Easily the most representative visual marker of Islam, the burqa became central in Western media narratives post 9/11 as the “veil of terror”. Extensive exposure slowly familiarised the burqa as the sign of absolute difference; symbolic of female oppression and therefore, Eastern backwardness and barbarianism. Such assumptions were endlessly reproduced in media analyses and accounts of the Taliban, where the presumed repression of women’s bodies symbolised Islam’s supposed systematic repression (of free speech, human rights, individual liberties, sexual freedoms).
Women’s bodies have however, long borne the burden of symbolically signifying culture and tradition, community and nation – particularly in moments of conflict, or in the face of perceived threats. The policing of female bodies by the Taliban therefore, may be more easily seen as a means of resistance against the flow of external foreign influence in the region – revealing political, rather than religious motives. In support of this argument is the fact that traditions of the veil were neither initiated by the Taliban, nor made redundant by their defeat.

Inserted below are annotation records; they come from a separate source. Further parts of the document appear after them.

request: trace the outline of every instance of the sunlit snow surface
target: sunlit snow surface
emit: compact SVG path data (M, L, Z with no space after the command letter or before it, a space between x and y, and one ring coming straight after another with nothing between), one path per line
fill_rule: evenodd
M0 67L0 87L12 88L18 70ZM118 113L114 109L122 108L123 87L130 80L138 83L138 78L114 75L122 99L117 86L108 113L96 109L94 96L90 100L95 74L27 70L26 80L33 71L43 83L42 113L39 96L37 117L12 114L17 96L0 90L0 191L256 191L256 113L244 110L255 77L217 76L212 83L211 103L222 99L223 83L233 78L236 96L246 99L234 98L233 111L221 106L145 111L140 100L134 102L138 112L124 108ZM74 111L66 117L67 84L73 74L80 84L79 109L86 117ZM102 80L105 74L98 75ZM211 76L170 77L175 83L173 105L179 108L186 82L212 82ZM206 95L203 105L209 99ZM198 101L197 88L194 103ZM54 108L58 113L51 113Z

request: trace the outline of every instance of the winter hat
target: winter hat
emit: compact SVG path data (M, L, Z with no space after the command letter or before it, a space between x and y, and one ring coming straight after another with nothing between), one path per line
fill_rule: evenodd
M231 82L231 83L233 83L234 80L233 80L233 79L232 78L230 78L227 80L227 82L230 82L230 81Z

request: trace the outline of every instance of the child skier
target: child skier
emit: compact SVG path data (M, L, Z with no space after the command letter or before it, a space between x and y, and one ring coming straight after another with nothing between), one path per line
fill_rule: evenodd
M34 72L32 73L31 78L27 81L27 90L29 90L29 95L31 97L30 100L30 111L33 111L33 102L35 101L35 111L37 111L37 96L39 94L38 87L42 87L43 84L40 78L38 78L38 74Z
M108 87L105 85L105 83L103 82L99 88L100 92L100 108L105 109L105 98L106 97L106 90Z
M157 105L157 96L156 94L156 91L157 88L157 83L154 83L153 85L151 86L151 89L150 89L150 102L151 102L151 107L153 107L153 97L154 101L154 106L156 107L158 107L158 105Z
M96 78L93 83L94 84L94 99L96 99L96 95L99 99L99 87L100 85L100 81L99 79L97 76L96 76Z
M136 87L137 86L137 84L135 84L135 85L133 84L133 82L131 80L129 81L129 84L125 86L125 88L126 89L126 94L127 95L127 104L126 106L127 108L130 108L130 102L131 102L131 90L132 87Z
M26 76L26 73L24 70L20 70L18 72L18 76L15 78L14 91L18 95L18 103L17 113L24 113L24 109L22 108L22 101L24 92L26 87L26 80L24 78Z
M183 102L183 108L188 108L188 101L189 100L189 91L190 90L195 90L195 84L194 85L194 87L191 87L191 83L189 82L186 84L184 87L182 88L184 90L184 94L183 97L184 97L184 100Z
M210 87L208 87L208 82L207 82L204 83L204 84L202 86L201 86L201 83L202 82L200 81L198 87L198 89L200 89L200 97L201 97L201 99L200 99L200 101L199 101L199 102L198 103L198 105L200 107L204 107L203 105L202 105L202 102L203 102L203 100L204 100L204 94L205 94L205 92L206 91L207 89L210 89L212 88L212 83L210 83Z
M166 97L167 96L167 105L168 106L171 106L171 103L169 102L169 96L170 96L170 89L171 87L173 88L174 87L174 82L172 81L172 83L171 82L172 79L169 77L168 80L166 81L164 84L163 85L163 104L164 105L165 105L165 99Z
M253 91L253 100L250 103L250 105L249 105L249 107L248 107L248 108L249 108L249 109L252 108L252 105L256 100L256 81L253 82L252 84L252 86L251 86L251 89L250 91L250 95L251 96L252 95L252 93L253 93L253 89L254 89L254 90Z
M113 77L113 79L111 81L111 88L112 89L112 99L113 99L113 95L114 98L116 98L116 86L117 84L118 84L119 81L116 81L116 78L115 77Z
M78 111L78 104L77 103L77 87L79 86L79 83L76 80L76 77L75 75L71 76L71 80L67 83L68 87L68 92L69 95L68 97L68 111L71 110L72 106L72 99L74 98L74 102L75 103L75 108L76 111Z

The power of the burqa lies precisely between this dialectic, as an emblem of the clash of civilisations and a symbolic border between oppositional worlds. The image of a veiled woman, within this context, becomes a highly potent sign – encoded with concurrent, conflicting meanings that reflect those imposed upon the site of the veiled female body.
If the image functions as a sign, the camera plays witness. Ampannee’s self-portraits, in burqas made in her hometown of Pattani in Thailand with her mother’s support and posing in front of iconic French monuments and seascapes, perform her protest of the ban by making visible the fear of the vouchsafed ‘other’ within a familiar idiom. The ‘othering’ that these images reference is not limited to being a Muslim woman in France, but speak of being a Muslim woman anywhere. Satoh’s burqas, with their vivid colours and contours shaped by the wind, alongside the absence of other people in these tightly framed photographs also present, in a certain sense, an interrogation of the landscape of the self. Through its dissonances, the Burqa series emphasises the divisions at the centre of this debate: the self and the other, the political and the personal.
Before the shoot, Ampannee had never worn a burqa in public. She writes, “I took a hijab [head covering] when I went to France. If I don’t wear a hijab, I would feel bad. Maybe in the future I will wear a burqa. I can choose.” This question of choice and its relationship to empowerment and opportunity lies at the root of those who defend the burqa. And it is important to comprehend that alongside religious dictates, social conventions and family pressures, personal comprehensions of piety and comfort play a role in governing women’s donning of the veil. Since the ban in France, in fact, the veil has even been embraced as a form of protest.
Highlighting the irony that a ban meant to prevent social differentiation in fact engenders discrimination, Satoh’s photographs function as a space within which the burqa is neither an exotic, nor a terrifying ‘other’. She remphasises the necessity for this recognition — of varying individual choices and ways of being in the world — when she writes that she sees her work as a call for the diversity of rights.
Appreciating the power of images that can confront, provoke and shake the viewer and his/her assumptions, Satoh writes, “The image of a veiled woman, even in niqab, has the power to disturb people. And even scare them. I appreciate that, and I know that some practices of some Muslims – who are far from Islam’s lessons of tolerance and freedom – reinforce this negative feeling. But I think it is also the media, associating Islam with terrorism and oppression, that put these ideas in people’s heads…I once saw a picture of a woman doing jetski and niqab in the space of a second, and was annoyed because this is not what is expected of a woman in a niqab. Then I realised that I had to accept this picture and the idea behind it. This is the only way to accept diversity.”